All PostsMarketing Your Rental March 26, 2021

Timing the Rental Market

When you are ready to put your rental on the market, knowing when to start marketing it is crucial to finding great long-term tenants. Poor timing could put you at risk for an extended vacancy and having your listing become ‘stale’, so read on to find best practices to time your rental right for your next tenants.

By pricing a property correctly and understanding both the monthly and yearly rental cycles, you have your best chance to reduce your vacancy and increase profits.


Timing for the Monthly Cycle

Tenants rarely move out until they have somewhere to move-in. Depending on where your investment is, this cycle will shift, but you can expect tenants to be looking for a new place right before they must give notice to their current landlord.

For example:

In the Seattle market, tenants that are leaving a month-to-month rental are required to give notice to their landlord 20 days before the end of the lease term.  This is usually around the 10th of a month. This means there is a predictable drop-off of leasing activity each month around the 10th.  So- the prime marketing period for May 1st move-in, for instance, will be from March 20th through April 10th.

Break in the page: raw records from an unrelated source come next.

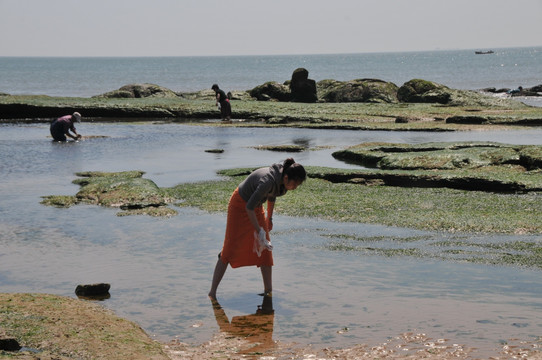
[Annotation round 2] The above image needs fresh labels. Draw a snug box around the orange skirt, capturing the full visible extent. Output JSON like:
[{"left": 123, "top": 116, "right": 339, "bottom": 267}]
[{"left": 220, "top": 189, "right": 273, "bottom": 268}]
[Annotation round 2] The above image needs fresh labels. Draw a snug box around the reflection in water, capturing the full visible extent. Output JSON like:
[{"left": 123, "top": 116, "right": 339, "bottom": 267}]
[{"left": 211, "top": 296, "right": 275, "bottom": 354}]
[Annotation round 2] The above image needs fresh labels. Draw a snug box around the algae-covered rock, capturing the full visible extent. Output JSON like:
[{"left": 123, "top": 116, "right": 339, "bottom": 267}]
[
  {"left": 318, "top": 79, "right": 398, "bottom": 103},
  {"left": 42, "top": 171, "right": 176, "bottom": 216},
  {"left": 94, "top": 84, "right": 178, "bottom": 98},
  {"left": 397, "top": 79, "right": 451, "bottom": 104},
  {"left": 397, "top": 79, "right": 518, "bottom": 107},
  {"left": 249, "top": 81, "right": 292, "bottom": 101},
  {"left": 332, "top": 142, "right": 542, "bottom": 192}
]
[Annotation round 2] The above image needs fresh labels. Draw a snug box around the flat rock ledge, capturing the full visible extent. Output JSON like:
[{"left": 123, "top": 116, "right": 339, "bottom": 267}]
[{"left": 41, "top": 170, "right": 177, "bottom": 216}]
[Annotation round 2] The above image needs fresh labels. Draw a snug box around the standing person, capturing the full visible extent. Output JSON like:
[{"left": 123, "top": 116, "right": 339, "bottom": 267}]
[
  {"left": 211, "top": 84, "right": 231, "bottom": 121},
  {"left": 209, "top": 158, "right": 307, "bottom": 300},
  {"left": 50, "top": 112, "right": 81, "bottom": 141}
]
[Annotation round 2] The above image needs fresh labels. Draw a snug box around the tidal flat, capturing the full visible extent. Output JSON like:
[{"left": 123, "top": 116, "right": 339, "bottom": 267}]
[
  {"left": 0, "top": 106, "right": 541, "bottom": 358},
  {"left": 0, "top": 95, "right": 542, "bottom": 131}
]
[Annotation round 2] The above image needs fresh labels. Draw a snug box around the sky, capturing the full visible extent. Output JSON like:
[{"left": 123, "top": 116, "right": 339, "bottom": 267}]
[{"left": 0, "top": 0, "right": 542, "bottom": 56}]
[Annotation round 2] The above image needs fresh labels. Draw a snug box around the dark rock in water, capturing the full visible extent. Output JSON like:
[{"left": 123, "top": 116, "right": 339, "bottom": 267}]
[
  {"left": 249, "top": 81, "right": 292, "bottom": 101},
  {"left": 75, "top": 283, "right": 111, "bottom": 297},
  {"left": 0, "top": 337, "right": 21, "bottom": 351},
  {"left": 93, "top": 84, "right": 178, "bottom": 98},
  {"left": 290, "top": 68, "right": 318, "bottom": 103},
  {"left": 317, "top": 79, "right": 398, "bottom": 103}
]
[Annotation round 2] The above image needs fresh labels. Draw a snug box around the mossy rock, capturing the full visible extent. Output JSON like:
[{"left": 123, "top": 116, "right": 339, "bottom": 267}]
[
  {"left": 318, "top": 79, "right": 398, "bottom": 103},
  {"left": 249, "top": 81, "right": 292, "bottom": 101},
  {"left": 327, "top": 142, "right": 542, "bottom": 192},
  {"left": 94, "top": 84, "right": 178, "bottom": 99},
  {"left": 42, "top": 171, "right": 176, "bottom": 216}
]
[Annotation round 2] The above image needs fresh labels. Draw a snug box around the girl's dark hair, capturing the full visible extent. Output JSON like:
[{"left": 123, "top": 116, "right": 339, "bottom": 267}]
[{"left": 282, "top": 158, "right": 307, "bottom": 183}]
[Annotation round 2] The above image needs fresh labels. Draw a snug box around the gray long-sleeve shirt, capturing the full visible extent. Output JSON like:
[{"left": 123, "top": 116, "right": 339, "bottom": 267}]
[{"left": 239, "top": 164, "right": 287, "bottom": 210}]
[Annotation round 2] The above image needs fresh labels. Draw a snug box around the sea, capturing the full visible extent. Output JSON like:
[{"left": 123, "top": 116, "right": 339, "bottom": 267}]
[
  {"left": 0, "top": 47, "right": 542, "bottom": 105},
  {"left": 0, "top": 47, "right": 542, "bottom": 358}
]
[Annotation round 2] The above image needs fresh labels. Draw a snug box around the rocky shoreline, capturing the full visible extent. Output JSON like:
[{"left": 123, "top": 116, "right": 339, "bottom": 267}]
[{"left": 0, "top": 68, "right": 542, "bottom": 130}]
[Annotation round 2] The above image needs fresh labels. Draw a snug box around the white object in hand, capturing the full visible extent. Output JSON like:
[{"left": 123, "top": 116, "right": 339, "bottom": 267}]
[{"left": 252, "top": 228, "right": 273, "bottom": 257}]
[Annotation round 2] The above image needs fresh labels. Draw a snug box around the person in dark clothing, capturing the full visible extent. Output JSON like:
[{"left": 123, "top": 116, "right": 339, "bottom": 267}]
[
  {"left": 211, "top": 84, "right": 231, "bottom": 121},
  {"left": 49, "top": 112, "right": 81, "bottom": 141}
]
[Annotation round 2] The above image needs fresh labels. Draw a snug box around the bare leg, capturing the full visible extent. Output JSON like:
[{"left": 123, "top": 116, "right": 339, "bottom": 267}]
[
  {"left": 260, "top": 266, "right": 273, "bottom": 294},
  {"left": 209, "top": 259, "right": 228, "bottom": 300}
]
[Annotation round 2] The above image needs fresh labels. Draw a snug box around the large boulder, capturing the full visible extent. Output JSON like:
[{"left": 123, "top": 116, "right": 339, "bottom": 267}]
[
  {"left": 317, "top": 79, "right": 398, "bottom": 103},
  {"left": 93, "top": 84, "right": 178, "bottom": 98},
  {"left": 290, "top": 68, "right": 318, "bottom": 103},
  {"left": 249, "top": 81, "right": 292, "bottom": 101}
]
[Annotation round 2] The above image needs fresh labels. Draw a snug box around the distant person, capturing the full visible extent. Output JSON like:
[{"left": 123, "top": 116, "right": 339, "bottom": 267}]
[
  {"left": 50, "top": 112, "right": 81, "bottom": 141},
  {"left": 507, "top": 86, "right": 523, "bottom": 95},
  {"left": 208, "top": 158, "right": 307, "bottom": 300},
  {"left": 211, "top": 84, "right": 231, "bottom": 121}
]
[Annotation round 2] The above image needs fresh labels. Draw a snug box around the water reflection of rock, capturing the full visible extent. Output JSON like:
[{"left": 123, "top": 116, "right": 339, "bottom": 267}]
[{"left": 212, "top": 296, "right": 275, "bottom": 354}]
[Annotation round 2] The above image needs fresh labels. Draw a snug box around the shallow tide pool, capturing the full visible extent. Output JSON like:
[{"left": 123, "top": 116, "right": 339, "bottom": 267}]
[{"left": 0, "top": 123, "right": 542, "bottom": 353}]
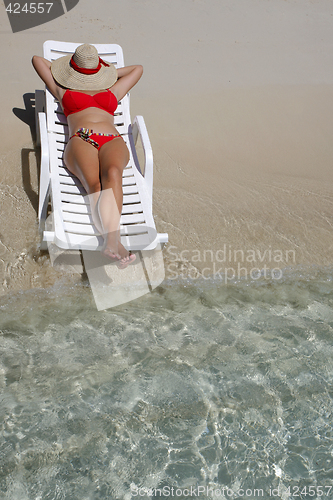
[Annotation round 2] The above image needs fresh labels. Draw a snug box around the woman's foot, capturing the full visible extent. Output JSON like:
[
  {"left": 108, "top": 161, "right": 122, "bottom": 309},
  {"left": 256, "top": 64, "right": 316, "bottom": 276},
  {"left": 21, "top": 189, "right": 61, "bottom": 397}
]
[{"left": 102, "top": 243, "right": 136, "bottom": 269}]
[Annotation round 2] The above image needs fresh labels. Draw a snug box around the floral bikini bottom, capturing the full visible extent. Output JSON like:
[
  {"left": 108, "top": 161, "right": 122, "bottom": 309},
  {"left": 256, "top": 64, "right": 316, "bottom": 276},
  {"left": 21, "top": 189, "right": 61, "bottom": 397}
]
[{"left": 69, "top": 128, "right": 122, "bottom": 150}]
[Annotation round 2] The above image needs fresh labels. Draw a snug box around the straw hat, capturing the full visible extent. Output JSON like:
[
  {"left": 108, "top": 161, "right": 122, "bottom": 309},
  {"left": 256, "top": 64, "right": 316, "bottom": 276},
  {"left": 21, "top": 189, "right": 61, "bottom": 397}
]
[{"left": 51, "top": 43, "right": 117, "bottom": 90}]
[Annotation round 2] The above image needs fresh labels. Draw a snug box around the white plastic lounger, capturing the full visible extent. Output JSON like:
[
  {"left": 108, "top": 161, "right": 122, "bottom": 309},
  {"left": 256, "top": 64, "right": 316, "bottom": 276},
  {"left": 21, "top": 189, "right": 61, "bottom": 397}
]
[{"left": 36, "top": 40, "right": 168, "bottom": 254}]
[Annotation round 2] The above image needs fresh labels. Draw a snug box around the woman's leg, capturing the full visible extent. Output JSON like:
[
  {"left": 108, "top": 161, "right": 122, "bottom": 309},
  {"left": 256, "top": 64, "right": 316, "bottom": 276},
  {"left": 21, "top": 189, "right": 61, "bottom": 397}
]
[
  {"left": 98, "top": 138, "right": 135, "bottom": 264},
  {"left": 64, "top": 137, "right": 103, "bottom": 234}
]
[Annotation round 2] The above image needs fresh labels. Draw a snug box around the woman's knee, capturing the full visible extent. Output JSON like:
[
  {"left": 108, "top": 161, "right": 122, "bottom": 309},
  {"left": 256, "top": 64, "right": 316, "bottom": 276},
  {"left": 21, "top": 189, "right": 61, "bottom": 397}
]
[
  {"left": 82, "top": 179, "right": 101, "bottom": 194},
  {"left": 101, "top": 164, "right": 123, "bottom": 184}
]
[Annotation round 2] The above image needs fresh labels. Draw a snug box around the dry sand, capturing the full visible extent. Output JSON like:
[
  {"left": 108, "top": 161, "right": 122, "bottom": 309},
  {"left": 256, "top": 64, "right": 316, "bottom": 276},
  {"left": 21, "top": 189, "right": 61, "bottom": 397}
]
[{"left": 0, "top": 0, "right": 333, "bottom": 293}]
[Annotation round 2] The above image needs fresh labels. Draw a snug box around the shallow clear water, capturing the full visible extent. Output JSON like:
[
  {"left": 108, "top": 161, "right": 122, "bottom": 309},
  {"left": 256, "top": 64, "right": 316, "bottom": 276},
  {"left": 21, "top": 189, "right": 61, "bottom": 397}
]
[{"left": 0, "top": 270, "right": 333, "bottom": 500}]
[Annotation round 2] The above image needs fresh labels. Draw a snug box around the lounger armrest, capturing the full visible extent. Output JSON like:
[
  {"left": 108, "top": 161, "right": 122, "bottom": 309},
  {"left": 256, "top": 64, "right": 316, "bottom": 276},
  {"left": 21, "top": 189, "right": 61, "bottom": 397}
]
[
  {"left": 38, "top": 113, "right": 50, "bottom": 231},
  {"left": 132, "top": 116, "right": 153, "bottom": 196}
]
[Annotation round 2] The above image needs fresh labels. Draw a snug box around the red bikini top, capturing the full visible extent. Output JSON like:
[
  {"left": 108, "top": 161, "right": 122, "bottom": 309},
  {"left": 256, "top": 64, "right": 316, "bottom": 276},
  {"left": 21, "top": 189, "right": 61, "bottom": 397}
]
[{"left": 62, "top": 89, "right": 118, "bottom": 116}]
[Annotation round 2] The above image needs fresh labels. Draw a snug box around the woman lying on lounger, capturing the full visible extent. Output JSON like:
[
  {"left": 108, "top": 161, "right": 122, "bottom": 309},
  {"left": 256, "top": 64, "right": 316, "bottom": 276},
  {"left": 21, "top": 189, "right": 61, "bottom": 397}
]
[{"left": 32, "top": 44, "right": 143, "bottom": 269}]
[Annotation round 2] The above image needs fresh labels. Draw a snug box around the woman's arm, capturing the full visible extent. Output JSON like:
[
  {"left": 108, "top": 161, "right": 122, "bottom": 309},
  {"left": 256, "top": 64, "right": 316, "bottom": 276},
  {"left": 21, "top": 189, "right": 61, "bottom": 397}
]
[
  {"left": 31, "top": 56, "right": 60, "bottom": 100},
  {"left": 111, "top": 64, "right": 143, "bottom": 101}
]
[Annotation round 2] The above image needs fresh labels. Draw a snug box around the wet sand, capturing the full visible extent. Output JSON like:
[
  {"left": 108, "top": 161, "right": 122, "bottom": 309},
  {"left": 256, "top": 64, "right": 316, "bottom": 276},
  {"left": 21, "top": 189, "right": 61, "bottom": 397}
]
[{"left": 0, "top": 0, "right": 333, "bottom": 294}]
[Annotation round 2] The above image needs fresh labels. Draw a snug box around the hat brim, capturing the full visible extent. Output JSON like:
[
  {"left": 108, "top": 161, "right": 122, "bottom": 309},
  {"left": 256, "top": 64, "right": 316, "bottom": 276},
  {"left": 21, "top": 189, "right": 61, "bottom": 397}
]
[{"left": 51, "top": 55, "right": 117, "bottom": 90}]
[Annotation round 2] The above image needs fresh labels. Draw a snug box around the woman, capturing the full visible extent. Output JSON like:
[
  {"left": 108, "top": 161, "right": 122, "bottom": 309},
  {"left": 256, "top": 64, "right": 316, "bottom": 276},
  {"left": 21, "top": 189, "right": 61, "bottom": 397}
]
[{"left": 32, "top": 44, "right": 143, "bottom": 269}]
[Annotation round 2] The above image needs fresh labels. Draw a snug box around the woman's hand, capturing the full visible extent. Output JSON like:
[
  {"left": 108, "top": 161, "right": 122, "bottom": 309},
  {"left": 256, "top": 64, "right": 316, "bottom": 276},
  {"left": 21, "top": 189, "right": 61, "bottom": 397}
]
[
  {"left": 31, "top": 56, "right": 60, "bottom": 100},
  {"left": 111, "top": 64, "right": 143, "bottom": 101}
]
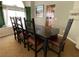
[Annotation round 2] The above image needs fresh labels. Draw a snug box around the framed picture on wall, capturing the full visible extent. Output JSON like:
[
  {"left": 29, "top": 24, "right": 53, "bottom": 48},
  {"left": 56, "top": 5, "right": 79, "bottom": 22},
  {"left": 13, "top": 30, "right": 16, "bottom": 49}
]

Activity will quickly die down after the 10th. Landlords should therefore try and have their property listed on the market, in as many places as possible about 6 weeks prior to their desired move-in date, so by around the 15th-20th of May for July 1st.  And they should adjust price based on results to find the market by the first week of [June, in this example], ensuring it’s rented by the 10th at the latest.


Timing the Yearly Cycle

The summer months are typically the “hot market” when investors can see an average 10% higher rent prices than what they could expect rents to be if rented in the depths of winter.

We see about 75% of the entire year’s leasing activity transpire in June, July, and August, with September 1st being normally the busiest move-in date of the year. But then the market dramatically slows in the fall.

If you priced too high in May and didn’t get it rented, the market may come up to that price in June. But if you priced too high in September, you might benefit from dropping the price quickly to get ahead of the downward curve that’s coming during the fall months.


Timing the Term End Date

Use the start time as a way to schedule your end date. Set your leases to end in May, June, or July (regardless of whether that means a 6, 9, or, 18-month initial term to get on a summer rental cycle).

This sets you up for future lease negotiations when market conditions are optimal, both with renewing and new tenants.